小出…東洋の端にある小さな日本は、欧米を見習う近代化によって、エネルギーを大量に使えるようになり、人殺し兵器も劇的に発展させてきました。西洋型の科学技術にすがって、大国を目指したのですが、それ自体が間違いだったのだと思います。

工業化のために農業を潰し、海を汚染し、沿岸漁業を壊滅させましたが、その当時に松下竜一さんは、声を上げました。海の埋め立てに反対し、発電所建設にも反対しました。それを彼は死ぬまで貫き、晩年は、さらに関心を広げていきました。 工業にどっぷりと依存し、自然を壊しながら「カネ」を追い求めてきた日本の社会の作り方を見直す、という意味で、松下さんは先験的な仕事をなさった素敵な人でした。

「どういう社会を作るべきなのか? 」が最も重要なテーマです。原発事故は、代替エネルギーをどうするか?  経済をどう成長させるか? というようなレベルの話ではありません。私たちの生き方そのものが問われていることに気づいてほしいと思います。

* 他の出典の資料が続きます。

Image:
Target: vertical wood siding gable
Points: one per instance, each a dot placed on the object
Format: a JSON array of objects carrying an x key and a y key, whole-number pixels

松下竜一さん(1937年(昭和11)〜2004年(平成16))の「暗闇(くらやみ)の思想」についてはコチラで:http://shinsho.shueisha.co.jp/column/jinkai/001/index.html
その一部から:

「国民すべての文化生活を支える電力需要であるから、一部地域住民の多少の被害は忍んでもらわねばならぬという恐るべき論理が出てくる。本当はこういわねばならぬのに。誰かの健康を害してしか成り立たぬような文化生活であるのならばその文化生活をこそ問い直さねばならぬと。じゃあチョンマゲ時代に帰れというのかと反論が出る。必ず出る短絡的な反論である。現代を生きる以上、私とて電力の全面否定という極論を言いはしない。今ある電力で成り立つような文化生活をこそ考えようというのである。日本列島改造などという貪欲な電力需要をやめてしばらく鎮静の時を持とうというのである」(『暗闇の思想』)
実践倫理の作家はこの文章を発表した1972年の段階で、豊前火力発電所反対運動を始める。当時、九州電力は住民には「電気が足らない」と説明する一方で本州の企業には「九州には電力が有り余っているのでぜひ進出して下さい」とはたらきかけていた。(玄海原発の再稼動を前にやらせメールで世論を操作する九電の体質は40年前と変わらない)『暗闇の思想』では、発電所を増やせば新たな電力需要が増え、止めどなくあらゆる海が潰される悪循環に陥ることを指摘し、開発だけが善であるという時代の趨勢にクサビを打ち込んでいる。今でいう環境権の概念を提起しているわけである。

「青空学園だより」さんのコチラでも:「暗闇の思想」http://d.hatena.ne.jp/nankai/20130125
(青空をバックに黄色い花の写真は、隣の畑の蝋梅の大木。住宅街の蝋梅は既に終わっていますが、ここはいまだに花をつけています)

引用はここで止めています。